I finally sat down during my time off and both played and finished Crysis 2. I did play the first few levels of the game when it first launched but the DX10 version had some annoying glitches, such as a flickering effect that took place in any outdoor day time scenes. I recently found out that the reason for this glitch was because I am using a dual graphic card setup. So a patch was released and I downloaded it, and it fixed it.
So when I knew I had two weeks’ vacation coming up, I always book the week of E3 off, I looked at my PC pile of shame list and decided it was time to take another crack at Crysis 2. For those who are wondering, I played the game on the normal difficulty. I played it at 1920x1200 and all settings set to “Extreme”.
My setup is:
- Intel® Core™ i7 Processor 960(3.20GHz,4.8GT/s,8MB)
- 12GB 1333MHz (3x4GB) Tri Channel Memory
- Dual 2GB ATI® Radeon™ HD 5970 graphics card
From the outset Crysis 2 is story driven. Unlike Crysis, which has the bare basics of a story, which was purely for setup, Crysis 2 is set after an Alien invasion of New York City, and the heavy story hand of the game is played from the beginning. The first Crysis biggest fault was for about two thirds of the game, the gameplay was open and the story was slowly told to you. For the final third the game became extremely linear and the story was way too heavy handed and it totally spoiled the final act of the game. Crysis 2 finds a far better balance between story and gameplay, it’s not perfect by any means, but it’s a big step forward from Crysis.
When Crysis 2 was been previewed and promoted Crytek spoke about the game been set in an “Urban Jungle” and would bring New York’s vertically into the gameplay. While there are moments in the game when you are about twenty to thirty stories above ground and you can see the war between the humans and Aliens been fought below you, I much preferred the open world feel of Crysis then the vertical world feel of Crysis 2. I do love the little details of Alcatraz grabbing onto a ledge and pulling himself up, or seeing his feet kick up when you are knocked down by an explosion.
The controls have evolved too. In Crysis you use the middle mouse button to access your suits abilities and while you can still do this in Crysis 2. The three main abilities have been mapped to the keyboard, “Q = Armour”, “E= Stealth”, “Shift = Power”. At first I found it a little awkward to get use to the keyboard mapping and continued to use the middle mouse button to access the abilities. That was until I was in the middle of a battle and then the keyboard mapping clicked with me. When I was using the middle mouse button I generally or naturally stopped moving to take a look at what I was selecting, but the keyboard mapping I found the battle sections became far batter and felt more natural as I was able to easy switch depending on the situation.

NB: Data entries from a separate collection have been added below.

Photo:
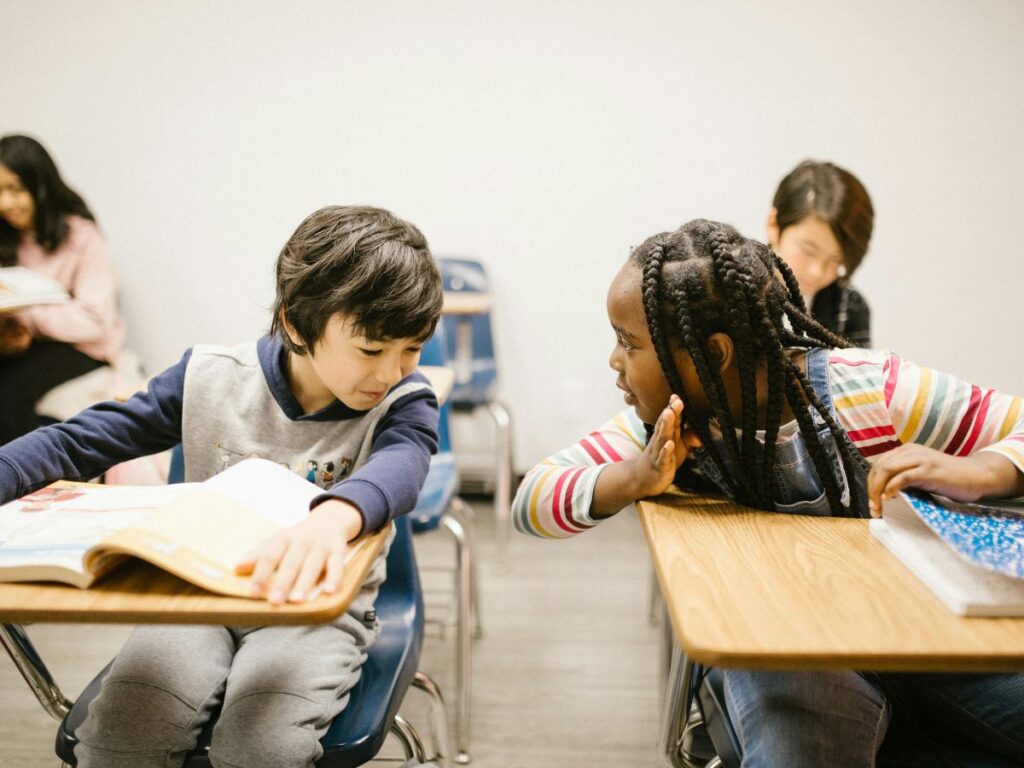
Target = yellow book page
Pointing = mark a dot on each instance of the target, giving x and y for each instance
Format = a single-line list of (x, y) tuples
[(200, 538)]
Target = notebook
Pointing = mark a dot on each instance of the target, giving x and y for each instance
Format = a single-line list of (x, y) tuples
[(971, 555)]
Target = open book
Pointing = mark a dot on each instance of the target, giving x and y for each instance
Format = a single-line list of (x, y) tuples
[(971, 555), (20, 288), (75, 532)]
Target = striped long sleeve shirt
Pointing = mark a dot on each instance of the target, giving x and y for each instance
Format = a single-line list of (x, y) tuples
[(881, 399)]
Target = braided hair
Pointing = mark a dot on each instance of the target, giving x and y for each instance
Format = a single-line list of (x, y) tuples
[(704, 279)]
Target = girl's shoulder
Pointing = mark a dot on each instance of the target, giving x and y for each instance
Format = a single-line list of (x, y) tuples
[(82, 232), (854, 365)]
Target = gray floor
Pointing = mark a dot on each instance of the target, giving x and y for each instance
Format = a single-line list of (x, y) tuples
[(565, 674)]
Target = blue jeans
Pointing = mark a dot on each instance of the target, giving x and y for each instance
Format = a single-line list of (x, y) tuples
[(843, 719)]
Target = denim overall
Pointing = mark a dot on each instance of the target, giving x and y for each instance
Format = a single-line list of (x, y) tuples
[(799, 491)]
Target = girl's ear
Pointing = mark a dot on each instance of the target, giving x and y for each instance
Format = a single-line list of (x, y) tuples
[(771, 228), (722, 351)]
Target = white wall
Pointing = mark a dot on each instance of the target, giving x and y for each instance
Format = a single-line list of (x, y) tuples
[(545, 138)]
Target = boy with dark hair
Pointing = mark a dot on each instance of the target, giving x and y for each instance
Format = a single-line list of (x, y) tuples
[(357, 294)]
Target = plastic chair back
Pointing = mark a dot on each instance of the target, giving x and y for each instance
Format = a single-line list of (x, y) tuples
[(468, 275)]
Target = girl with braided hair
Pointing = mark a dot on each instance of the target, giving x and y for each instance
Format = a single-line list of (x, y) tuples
[(724, 369)]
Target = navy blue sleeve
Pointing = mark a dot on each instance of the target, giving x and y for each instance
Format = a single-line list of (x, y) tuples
[(388, 484), (89, 443)]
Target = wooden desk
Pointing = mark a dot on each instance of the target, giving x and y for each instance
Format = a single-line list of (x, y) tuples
[(441, 379), (138, 593), (751, 589), (468, 302), (754, 590)]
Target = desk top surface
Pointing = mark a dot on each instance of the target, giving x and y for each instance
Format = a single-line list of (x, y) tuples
[(751, 589), (466, 303), (138, 593)]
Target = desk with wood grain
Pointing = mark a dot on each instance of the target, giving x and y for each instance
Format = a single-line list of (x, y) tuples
[(752, 589), (749, 589)]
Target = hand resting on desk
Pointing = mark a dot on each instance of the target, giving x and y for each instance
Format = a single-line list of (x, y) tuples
[(963, 478)]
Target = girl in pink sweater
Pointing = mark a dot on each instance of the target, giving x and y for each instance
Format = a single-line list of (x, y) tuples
[(47, 227)]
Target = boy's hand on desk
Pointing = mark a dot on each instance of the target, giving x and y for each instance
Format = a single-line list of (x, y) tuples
[(288, 565), (667, 450), (963, 478), (14, 337)]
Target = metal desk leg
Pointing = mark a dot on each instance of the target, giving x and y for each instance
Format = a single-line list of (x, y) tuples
[(30, 664), (676, 710)]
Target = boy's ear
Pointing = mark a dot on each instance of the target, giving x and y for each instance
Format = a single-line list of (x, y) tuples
[(771, 227), (722, 351), (290, 331)]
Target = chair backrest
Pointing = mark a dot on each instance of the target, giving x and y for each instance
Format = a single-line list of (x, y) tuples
[(435, 353), (468, 275)]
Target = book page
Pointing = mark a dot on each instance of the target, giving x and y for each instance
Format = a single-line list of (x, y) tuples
[(20, 287), (56, 525), (987, 536), (966, 589), (269, 489), (202, 535)]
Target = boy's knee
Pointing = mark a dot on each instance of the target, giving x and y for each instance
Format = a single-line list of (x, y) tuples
[(267, 730), (132, 722)]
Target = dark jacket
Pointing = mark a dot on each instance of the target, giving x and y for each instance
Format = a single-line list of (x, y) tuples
[(843, 310)]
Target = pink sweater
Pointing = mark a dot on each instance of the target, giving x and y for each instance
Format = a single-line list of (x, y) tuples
[(90, 322)]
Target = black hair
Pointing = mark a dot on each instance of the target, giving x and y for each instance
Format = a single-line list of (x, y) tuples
[(54, 201), (836, 197), (704, 279), (365, 263)]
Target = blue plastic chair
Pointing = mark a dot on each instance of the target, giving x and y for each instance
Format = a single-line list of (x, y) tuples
[(359, 731), (470, 349), (439, 507)]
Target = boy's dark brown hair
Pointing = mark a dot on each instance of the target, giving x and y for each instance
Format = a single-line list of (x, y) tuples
[(363, 262)]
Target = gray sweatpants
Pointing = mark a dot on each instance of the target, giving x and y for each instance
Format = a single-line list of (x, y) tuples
[(280, 686)]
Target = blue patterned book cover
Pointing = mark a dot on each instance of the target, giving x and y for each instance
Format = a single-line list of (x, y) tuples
[(989, 537)]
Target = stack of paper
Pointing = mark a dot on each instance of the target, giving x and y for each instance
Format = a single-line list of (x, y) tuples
[(971, 555), (22, 288)]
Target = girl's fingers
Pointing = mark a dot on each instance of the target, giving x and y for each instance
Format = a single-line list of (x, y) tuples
[(667, 457)]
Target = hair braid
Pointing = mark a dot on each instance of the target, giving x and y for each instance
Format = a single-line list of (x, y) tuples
[(735, 283), (720, 282)]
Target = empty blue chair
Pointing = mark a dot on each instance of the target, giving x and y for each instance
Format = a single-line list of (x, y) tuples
[(439, 507), (470, 350), (359, 731)]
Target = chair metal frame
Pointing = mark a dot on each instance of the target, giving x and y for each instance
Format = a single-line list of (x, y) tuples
[(468, 275)]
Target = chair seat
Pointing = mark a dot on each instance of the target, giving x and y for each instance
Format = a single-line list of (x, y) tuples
[(358, 732), (903, 747), (440, 485)]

The main issue with Crysis 2 are the set pieces. The game pretty much boils down to you entering an three or four levelled area, and pretty much get from A to B, and sometimes for variety you may to do X, Y & Z on the way to B. Yes it is cool and impressive to run up three flights of stairs and then jump out of a window and deliver a crushing fist stomp to your enemy. But I much preferred the openness of the first Crysis that really allowed you to create you our path. Crysis 2 does give you a larger path to traverse then most first person shooters today, it’s just feels more linear compared to the first game.